Mit der Implementierung des FOSS-Komplettpakets übernahm ORDAT auch die Generalunternehmerschaft inklusive der Installation eines Business-Intelligence-Systems und eines Sanktionslistenmonitors. Das BI-System antares analyzer sorgt nun für eine durchgängige Umsatz- und Kostentransparenz im Unternehmen. Der Sanktionslistenmonitor prüft aktuelle Sanktionslisten regelmäßig gegen die Adressdaten im System und kennzeichnet kritische Adressen. Die Außendienstmitarbeiter von Raja-Lovejoy können darüber hinaus über einen von ORDAT installierten Citrix Presentation Server auf das Firmennetz zugreifen.

Als Citrix-Silver-Partner übernahm ORDAT hier neben der Installation auch die Rolle des Infrastruktur-Dienstleisters für die Installation der gesamten Infrastruktur und übergab sie anschließend an einen lokalen Partner zur weiteren Betreuung.
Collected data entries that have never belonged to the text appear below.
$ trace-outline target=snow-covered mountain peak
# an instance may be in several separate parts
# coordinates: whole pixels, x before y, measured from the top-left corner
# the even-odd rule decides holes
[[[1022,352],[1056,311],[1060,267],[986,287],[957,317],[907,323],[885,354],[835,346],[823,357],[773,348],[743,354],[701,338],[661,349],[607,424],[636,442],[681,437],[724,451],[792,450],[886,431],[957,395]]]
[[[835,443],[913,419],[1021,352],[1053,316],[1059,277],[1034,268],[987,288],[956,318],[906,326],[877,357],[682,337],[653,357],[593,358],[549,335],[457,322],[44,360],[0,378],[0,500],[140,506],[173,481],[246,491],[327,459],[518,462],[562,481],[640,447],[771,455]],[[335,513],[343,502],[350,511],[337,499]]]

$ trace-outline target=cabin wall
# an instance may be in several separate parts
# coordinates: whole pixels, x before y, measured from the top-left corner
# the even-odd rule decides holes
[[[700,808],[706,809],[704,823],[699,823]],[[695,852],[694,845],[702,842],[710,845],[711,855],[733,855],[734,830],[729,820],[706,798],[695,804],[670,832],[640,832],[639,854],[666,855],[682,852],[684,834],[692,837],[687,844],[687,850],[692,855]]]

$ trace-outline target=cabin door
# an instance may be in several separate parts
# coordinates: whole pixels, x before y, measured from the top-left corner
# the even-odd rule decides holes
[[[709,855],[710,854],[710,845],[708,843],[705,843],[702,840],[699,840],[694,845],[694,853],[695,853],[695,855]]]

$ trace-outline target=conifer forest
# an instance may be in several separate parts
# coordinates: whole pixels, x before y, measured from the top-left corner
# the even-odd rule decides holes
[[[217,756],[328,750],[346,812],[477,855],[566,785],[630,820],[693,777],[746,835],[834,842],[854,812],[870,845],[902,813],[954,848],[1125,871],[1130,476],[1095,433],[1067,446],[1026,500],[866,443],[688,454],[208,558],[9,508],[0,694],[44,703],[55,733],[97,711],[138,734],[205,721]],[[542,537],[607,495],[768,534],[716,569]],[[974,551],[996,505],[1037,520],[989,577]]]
Im Rahmen des Serviceangebotes für die Daten- und Serverumgebung trägt ORDAT dabei weiterhin die Verantwortung für den reibungslosen und performanten Systembetrieb. Das komplette System ist auf maximale Sicherheit ausgelegt: Durch Installation einer hochverfügbaren Clusterumgebung auf Basis von Windows Server und SQL-Server 2005 konnte es auch gegen einen eventuellen Hardwareausfall abgesichert werden.

Ausblick

In Zukunft soll die Tochtergesellschaft Newcool als weiterer Mandant in FOSS geführt werden. Ebenso ist geplant, die Citrix-Installation für die externe Anbindung eines zweiten Standortes zu nutzen. Auch das Teilsystem FOSS-EDI soll in absehbarer Zeit implementiert werden und kann dann gegebenenfalls für die Kommunikation mit der Muttergesellschaft in den USA genutzt werden, zu der es auch Kunden-Lieferanten-Beziehungen gibt.